Sam Berns, 13 when he first appears in Life According to Sam, is one of those children. But this documentary, directed by Academy Award-winning D.C. filmmakers Sean Fine and Andrea Nix Fine, isn’t just Sam’s story. It’s also the story of his mother’s efforts to get FDA approval for a drug that could prolong her son’s life and the lives of others who deal with the same cruelly random condition. And it’s the story of how Sam’s parents build a normal life around their beloved, fragile boy, filling it with the classic stuff of American families—baseball games, marching band practice, Dave Matthews Band concerts—while confronting a syndrome so uncommon, it affects just one in four million.

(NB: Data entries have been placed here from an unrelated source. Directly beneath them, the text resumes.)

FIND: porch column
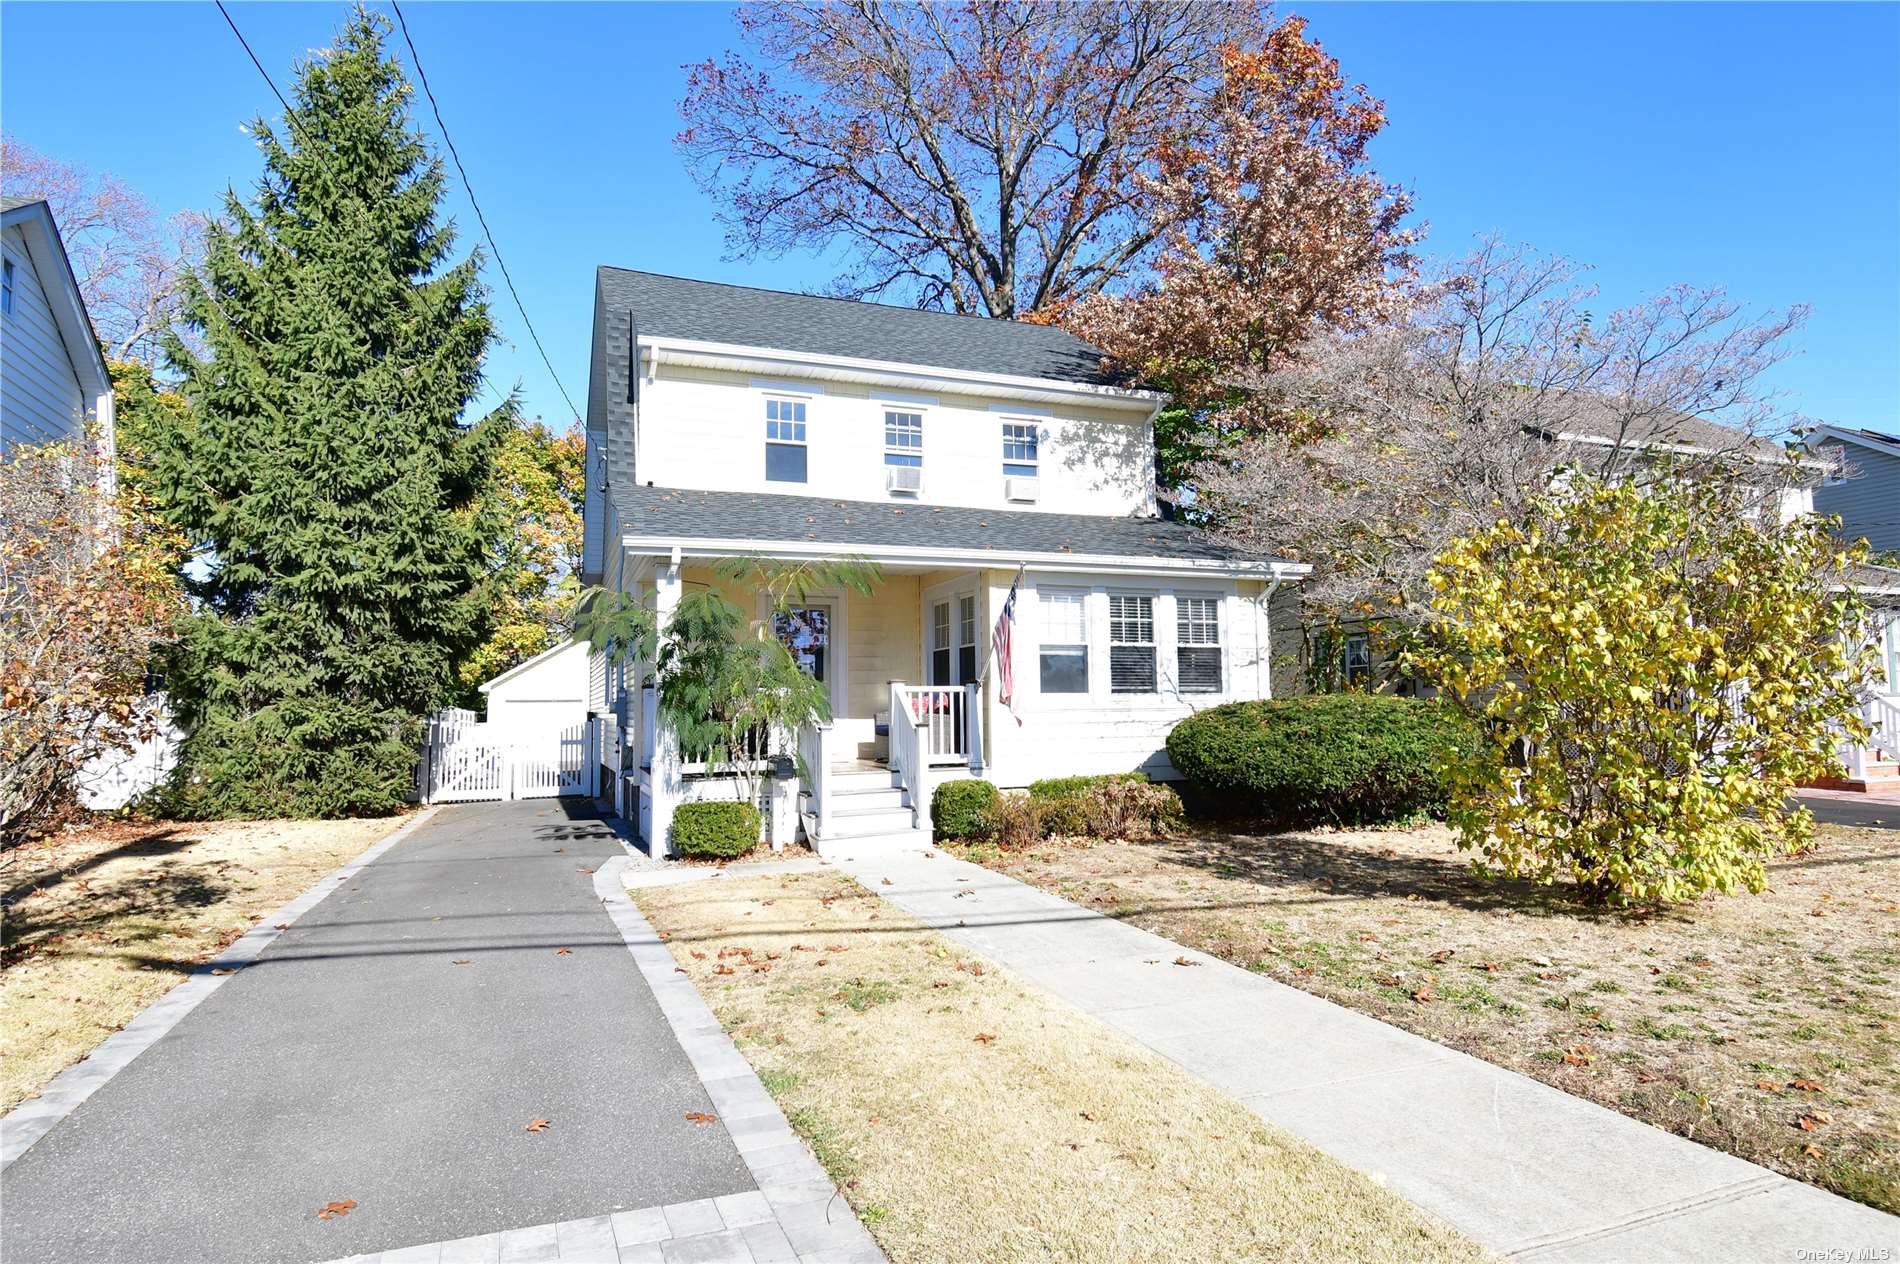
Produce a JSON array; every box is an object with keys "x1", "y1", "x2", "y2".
[{"x1": 647, "y1": 559, "x2": 684, "y2": 858}]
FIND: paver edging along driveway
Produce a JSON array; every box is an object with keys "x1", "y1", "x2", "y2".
[{"x1": 0, "y1": 800, "x2": 758, "y2": 1264}]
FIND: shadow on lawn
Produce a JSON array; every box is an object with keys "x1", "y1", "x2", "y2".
[
  {"x1": 2, "y1": 861, "x2": 235, "y2": 971},
  {"x1": 1144, "y1": 820, "x2": 1651, "y2": 924}
]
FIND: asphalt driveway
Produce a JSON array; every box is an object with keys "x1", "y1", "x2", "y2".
[{"x1": 0, "y1": 800, "x2": 754, "y2": 1264}]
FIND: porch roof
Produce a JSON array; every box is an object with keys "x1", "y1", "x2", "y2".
[{"x1": 615, "y1": 485, "x2": 1306, "y2": 578}]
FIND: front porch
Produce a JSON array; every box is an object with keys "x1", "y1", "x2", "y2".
[{"x1": 616, "y1": 557, "x2": 998, "y2": 856}]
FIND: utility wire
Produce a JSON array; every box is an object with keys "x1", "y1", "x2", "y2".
[
  {"x1": 389, "y1": 0, "x2": 582, "y2": 426},
  {"x1": 214, "y1": 1, "x2": 319, "y2": 151}
]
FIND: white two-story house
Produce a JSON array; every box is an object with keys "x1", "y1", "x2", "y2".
[{"x1": 579, "y1": 268, "x2": 1308, "y2": 854}]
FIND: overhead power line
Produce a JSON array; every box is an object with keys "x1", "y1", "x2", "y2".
[
  {"x1": 213, "y1": 0, "x2": 581, "y2": 425},
  {"x1": 389, "y1": 0, "x2": 582, "y2": 426}
]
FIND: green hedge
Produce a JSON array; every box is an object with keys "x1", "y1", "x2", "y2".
[
  {"x1": 1028, "y1": 772, "x2": 1150, "y2": 837},
  {"x1": 1165, "y1": 694, "x2": 1479, "y2": 825},
  {"x1": 932, "y1": 779, "x2": 1000, "y2": 840},
  {"x1": 672, "y1": 801, "x2": 762, "y2": 859}
]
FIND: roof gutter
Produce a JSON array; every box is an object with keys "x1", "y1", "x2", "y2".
[{"x1": 618, "y1": 532, "x2": 1309, "y2": 581}]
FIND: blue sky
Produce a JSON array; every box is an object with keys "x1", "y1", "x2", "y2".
[{"x1": 4, "y1": 2, "x2": 1895, "y2": 431}]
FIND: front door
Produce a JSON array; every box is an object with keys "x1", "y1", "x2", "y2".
[{"x1": 773, "y1": 603, "x2": 832, "y2": 685}]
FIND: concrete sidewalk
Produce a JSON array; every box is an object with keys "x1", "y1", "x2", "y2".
[{"x1": 831, "y1": 844, "x2": 1900, "y2": 1263}]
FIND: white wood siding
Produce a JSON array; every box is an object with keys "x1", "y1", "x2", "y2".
[
  {"x1": 1, "y1": 223, "x2": 87, "y2": 452},
  {"x1": 978, "y1": 568, "x2": 1274, "y2": 785},
  {"x1": 635, "y1": 362, "x2": 1154, "y2": 517}
]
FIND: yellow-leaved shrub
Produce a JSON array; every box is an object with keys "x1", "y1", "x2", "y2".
[{"x1": 1412, "y1": 473, "x2": 1877, "y2": 905}]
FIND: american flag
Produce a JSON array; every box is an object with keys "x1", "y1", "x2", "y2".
[{"x1": 991, "y1": 570, "x2": 1022, "y2": 725}]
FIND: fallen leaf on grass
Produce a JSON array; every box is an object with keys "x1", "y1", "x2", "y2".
[
  {"x1": 1635, "y1": 1071, "x2": 1659, "y2": 1084},
  {"x1": 555, "y1": 947, "x2": 572, "y2": 956},
  {"x1": 1412, "y1": 984, "x2": 1435, "y2": 1003},
  {"x1": 1755, "y1": 1080, "x2": 1780, "y2": 1093},
  {"x1": 973, "y1": 1032, "x2": 998, "y2": 1044},
  {"x1": 1375, "y1": 973, "x2": 1404, "y2": 988},
  {"x1": 1796, "y1": 1111, "x2": 1833, "y2": 1131},
  {"x1": 880, "y1": 878, "x2": 893, "y2": 886},
  {"x1": 1173, "y1": 956, "x2": 1200, "y2": 967},
  {"x1": 315, "y1": 1199, "x2": 357, "y2": 1220},
  {"x1": 691, "y1": 951, "x2": 706, "y2": 960},
  {"x1": 1479, "y1": 961, "x2": 1499, "y2": 973},
  {"x1": 1429, "y1": 949, "x2": 1454, "y2": 964},
  {"x1": 524, "y1": 1119, "x2": 551, "y2": 1132},
  {"x1": 1080, "y1": 1111, "x2": 1098, "y2": 1121},
  {"x1": 1789, "y1": 1078, "x2": 1824, "y2": 1092},
  {"x1": 824, "y1": 944, "x2": 848, "y2": 953},
  {"x1": 684, "y1": 1111, "x2": 718, "y2": 1125},
  {"x1": 1802, "y1": 1143, "x2": 1824, "y2": 1159},
  {"x1": 713, "y1": 965, "x2": 735, "y2": 976}
]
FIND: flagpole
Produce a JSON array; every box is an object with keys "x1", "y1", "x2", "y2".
[{"x1": 975, "y1": 562, "x2": 1027, "y2": 688}]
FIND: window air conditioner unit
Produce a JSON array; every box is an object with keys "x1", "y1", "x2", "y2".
[
  {"x1": 887, "y1": 465, "x2": 923, "y2": 494},
  {"x1": 1004, "y1": 475, "x2": 1040, "y2": 503}
]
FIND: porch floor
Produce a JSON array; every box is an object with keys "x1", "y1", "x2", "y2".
[{"x1": 831, "y1": 758, "x2": 890, "y2": 774}]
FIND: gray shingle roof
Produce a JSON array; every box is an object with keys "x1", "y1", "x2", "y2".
[
  {"x1": 613, "y1": 484, "x2": 1279, "y2": 567},
  {"x1": 1539, "y1": 392, "x2": 1786, "y2": 460},
  {"x1": 1, "y1": 195, "x2": 42, "y2": 213},
  {"x1": 596, "y1": 267, "x2": 1123, "y2": 387}
]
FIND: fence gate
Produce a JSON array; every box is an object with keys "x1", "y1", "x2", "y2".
[{"x1": 419, "y1": 716, "x2": 598, "y2": 804}]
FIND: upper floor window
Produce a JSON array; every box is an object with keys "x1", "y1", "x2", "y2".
[
  {"x1": 1038, "y1": 588, "x2": 1088, "y2": 694},
  {"x1": 885, "y1": 409, "x2": 923, "y2": 493},
  {"x1": 765, "y1": 397, "x2": 807, "y2": 483},
  {"x1": 1001, "y1": 422, "x2": 1038, "y2": 477},
  {"x1": 1, "y1": 258, "x2": 14, "y2": 316},
  {"x1": 1176, "y1": 596, "x2": 1222, "y2": 693},
  {"x1": 1108, "y1": 594, "x2": 1157, "y2": 694}
]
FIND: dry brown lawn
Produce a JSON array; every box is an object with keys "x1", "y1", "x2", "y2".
[
  {"x1": 635, "y1": 871, "x2": 1488, "y2": 1264},
  {"x1": 2, "y1": 814, "x2": 408, "y2": 1110},
  {"x1": 957, "y1": 821, "x2": 1900, "y2": 1214}
]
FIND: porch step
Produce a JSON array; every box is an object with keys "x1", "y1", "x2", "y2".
[
  {"x1": 829, "y1": 766, "x2": 903, "y2": 793},
  {"x1": 829, "y1": 785, "x2": 909, "y2": 812},
  {"x1": 811, "y1": 826, "x2": 933, "y2": 861},
  {"x1": 822, "y1": 804, "x2": 921, "y2": 839}
]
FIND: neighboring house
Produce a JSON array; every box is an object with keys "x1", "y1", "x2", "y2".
[
  {"x1": 1, "y1": 196, "x2": 115, "y2": 481},
  {"x1": 581, "y1": 268, "x2": 1308, "y2": 856},
  {"x1": 3, "y1": 195, "x2": 175, "y2": 809},
  {"x1": 1812, "y1": 425, "x2": 1900, "y2": 557}
]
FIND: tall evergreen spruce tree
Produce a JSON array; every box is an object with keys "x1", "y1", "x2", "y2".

The movie, which debuted at Sundance and airs on HBO this fall, mines most of its suspense from the lengthy progeria drug trial spearheaded by Dr. Leslie Gordon, Sam’s mom. As she waits anxiously to learn whether her study will be published and earn FDA review, so do we. But Life According to Sam isn’t mere medical drama. It’s also a heart-tugging reminder of how hardship can be morphed into a blessing. “I’m sorry it happened to her son,” says the teary-eyed mother of a Canadian progeria patient, referring to Gordon. “But we kind of needed her.”